Mahkamah Konstitusi (MK) menerima kunjungan mahasiswa Australia yang tergabung dalam Australian Consortium for in Country Indonesian Studies (ACICIS), Kamis (10/1/2019) di Ruang Delegasi MK. Kunjungan yang bertujuan untuk mengenal lebih mendalam mengenai MK diterima oleh Peneliti MK Pan Mohamad Faiz.
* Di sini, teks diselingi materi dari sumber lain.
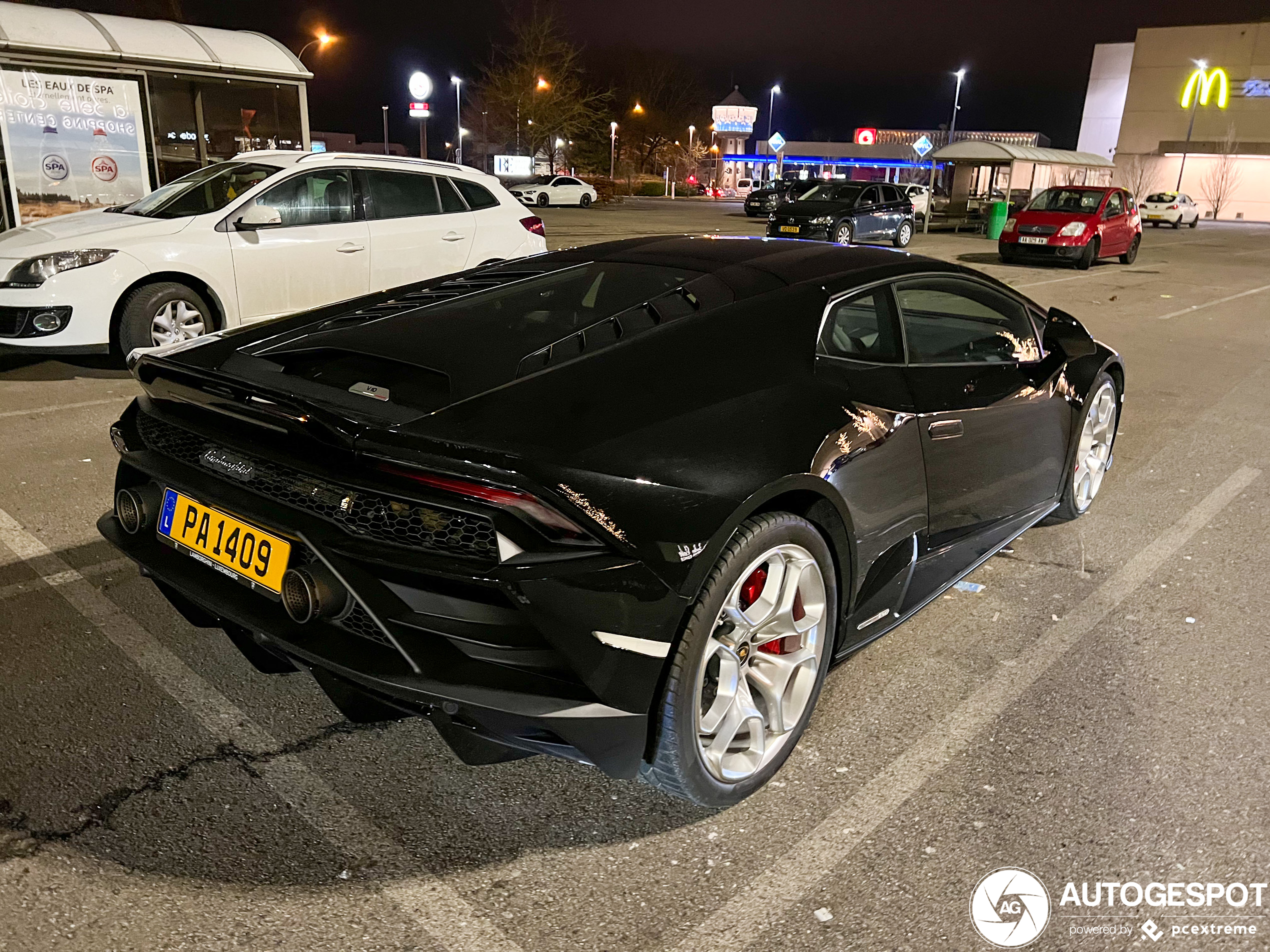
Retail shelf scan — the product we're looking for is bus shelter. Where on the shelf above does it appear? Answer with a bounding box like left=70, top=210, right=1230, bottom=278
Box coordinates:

Dalam pembukaannya, Faiz menyambut kedatangan 62 mahasiswa tersebut karena MK memiliki komitmen kuat untuk menjalin hubungan dengan komunitas internasional termasuk pelajar asing.
Faiz juga menjelaskan tentang berdirinya MK sebagai bagian dari reformasi melalui amendemen yang dilakukan pada 1999-2002. Pascareformasi, lanjut Faiz, tata cara bernegara berubah secara fundamental. Sebelum reformasi, kata dia, kekuatan eksekutif begitu kuat, namun pascareformasi terjadi pembagian dan kontrol kekuasaan sesama lembaga negara.
MK, kata Faiz, memiliki empat kewenangan dan satu kewajiban MK, yakni menguji UU terhadap UUD 1945, memutus sengketa kewenangan lembaga negara, memutus pembubaran partai politik, dan memutus perselisihan hasil pemilu. “Untuk kewajibannya adalah memberikan putusan atas pendapat DPR tentang dugaan pelanggaran presiden dan atau wakil presiden menurut UUD 1945,” ujarnya.
Sementara fungsi MK, lanjut Faiz, adalah menjaga konstitusi, demokrasi, serta ideologi negara. Selain itu, MK juga memiliki peran sebagai pelindung Hak Asasi Manusia dan hak konstitusional warga negara. Terakhir, ujar dia, MK berperan sebagai penafsir sah dari Konstitusi .
Faiz menyebut MK Indonesia menganut model centralised system. Hal ini ditunjukkan dengan kewenangan pengujian undang-undang (judicial review) dilakukan oleh lembaga sendiri yang sifatnya terpisah dengan Mahkamah Agung (MA). Hal ini berbeda dengan american system yang kewenangan ini ada di dalam MA.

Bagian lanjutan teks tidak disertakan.